Aufgrund des  Antrags der FWG-Fraktion im Januar 2017 wurde Tempo 30 vor dem Kath. Kindergarten in der Genheimer Straße zum Schutze der Kindergartenkinder eingeführt. Wir hätten auch gerne Sicherheitspoller zwischen Hochstraße und Reilchen setzen lassen. Unser Antrag datiert vom Februar 2017. Dies ist aber bisher noch nicht umgesetzt worden.

Die FWG setzt sich seit Jahren für den Bau eines Horts ein. Wussten Sie, dass bereits seit 2016 geplant ist, einen Hort zu bauen? In den Jahren 2016 und 2017 wurden hierfür Planungskosten im Haushalt vorgesehen. Im Jahr 2018 sollte jetzt auf einmal – ohne Planung – gebaut werden, obwohl weder der Platz noch eine Planung für das Gebäude bekannt sind.

Friedhof

Die Friedhofssatzung ist aufgrund eines Antrages der FWG geändert worden. Nunmehr sind Rasendoppelgräber möglich.

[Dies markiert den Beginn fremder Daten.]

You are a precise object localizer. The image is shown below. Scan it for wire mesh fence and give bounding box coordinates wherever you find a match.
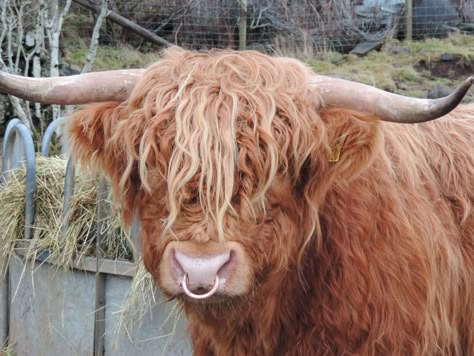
[82,0,474,53]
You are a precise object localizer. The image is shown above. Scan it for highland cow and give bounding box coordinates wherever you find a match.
[1,48,473,355]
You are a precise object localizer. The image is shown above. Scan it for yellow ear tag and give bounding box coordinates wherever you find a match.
[328,140,343,163]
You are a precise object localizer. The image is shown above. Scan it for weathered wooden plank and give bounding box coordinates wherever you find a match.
[0,274,8,346]
[9,258,96,355]
[103,275,192,355]
[14,241,136,277]
[73,257,136,278]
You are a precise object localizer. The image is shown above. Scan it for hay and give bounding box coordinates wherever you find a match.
[113,261,157,342]
[0,339,15,356]
[0,171,25,275]
[0,155,168,340]
[0,156,132,271]
[112,261,183,352]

Die FWG plädiert seit Jahren für weitere Investitionen zur Umgestaltung des Friedhofs zu einer parkähnlichen Anlage. Hierzu gibt es einen Ratsbeschluss vom 16. April 2013, der noch nicht umgesetzt ist.

Ortsbild und Heimatmuseum

Die FWG macht sich stark für die Bewahrung der Dorfgeschichte und ein Heimatmuseum. Wir möchten das Dorfbild erhalten und die prägende Bausubstanz schützen. Deswegen muss die Planung der „Neuen Mitte Waldalgesheim“ mit Augenmaß und Behutsamkeit vorangebracht werden. Die Wünsche der Bürgerinnen und Bürger sind zu berücksichtigen.

Naturschutzgebiet und Wegenetz

Die FWG setzt sich ein für den Ausbau und die Pflege des Rad- und Wanderwegenetzes in und um Waldalgesheim. Wir sind für die konsequente Beachtung der Naturschutzinteressen.
Wir haben für den Haushalt 2019 beantragt, dass Gelder für die Schaffung eines kleinen Rundweges vom Pflegeheim in das Naturschutzgebiet eingestellt werden. Es wäre für die Bewohner des Pflegeheims sicherlich schön, wenn sie, die in unmittelbarer Nähe des Naturschutzgebietes wohnen, auch auf für Rollator geeigneten Wegen dorthin gelangen könnten. Selbstverständlich muss sichergestellt sein, dass die naturschutzrechtlichen Vorgaben gewahrt werden. Wir hätten die Schaffung eines barrierearmen  Rundwegs rund um das Naturschutzgebiet bis Weiler sehr begrüßt. Leider hat die Verwaltung diese Beschlüsse und Pläne nicht weiter verfolgt.